Journal of Neuroscience, Vol 15, 3447-3457, Copyright © 1995 by Society for Neuroscience
Motor unit behavior in canine motor neuron disease
MJ Pinter, RF Waldeck, N Wallace and LC Cork
Department of Anatomy and Neurobiology, Medical College of Pennsylvania, Philadelphia 19129, USA.
Hereditary canine spinal muscular atrophy (HCSMA) is an autosomally
dominant disease of motor neurons that shares many pathological features
with human motor neuron disease. A particularly striking feature of the
affected, accelerated phenotype (homozygous HCSMA) is that profound
weakness develops before appreciable motor neuron cell death occurs (Cork
et al., 1989a), implying that motor unit functional defects occur
initially. The purpose of this study was to identify the site of these
defects and characterize their nature. In most young homozygotes (2-3
months postnatal), motor neurons were encountered that could support
orthodromic action potential propagation to the muscle but did not activate
muscle fibers. The tetanic forces of innervated motor units in young
homozygotes tended to be smaller than those in closely age-matched
clinically normal animals.
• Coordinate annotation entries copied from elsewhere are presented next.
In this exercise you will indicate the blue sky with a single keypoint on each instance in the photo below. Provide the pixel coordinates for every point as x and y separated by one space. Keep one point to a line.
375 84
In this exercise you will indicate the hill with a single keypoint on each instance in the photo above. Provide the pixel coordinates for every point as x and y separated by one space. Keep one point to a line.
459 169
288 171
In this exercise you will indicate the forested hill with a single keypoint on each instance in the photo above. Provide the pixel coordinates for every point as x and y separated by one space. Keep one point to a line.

In older homozygotes (approximately 4.5 months,
postnatal), all motor neurons sampled were capable of activating muscle
fibers, but many motor units displayed abnormal behavior including an
inability to sustain force output during high frequency activation. Motor
units exhibiting tetanic failure also showed proportionately greater twitch
potentiation than nonfailing units of similar unpotentiated twitch
amplitude. Tetanic failure and large potentiation tended to occur in motor
units that possessed the slowest contraction speeds. These results indicate
that motor neuron functional defects in HCSMA appear initially in the most
distal parts of the motor axon and involve defective neurotransmission. The
possible roles of distal nerve degeneration, motor terminal sprouting, and
synaptic transmission in causing these deficits are considered.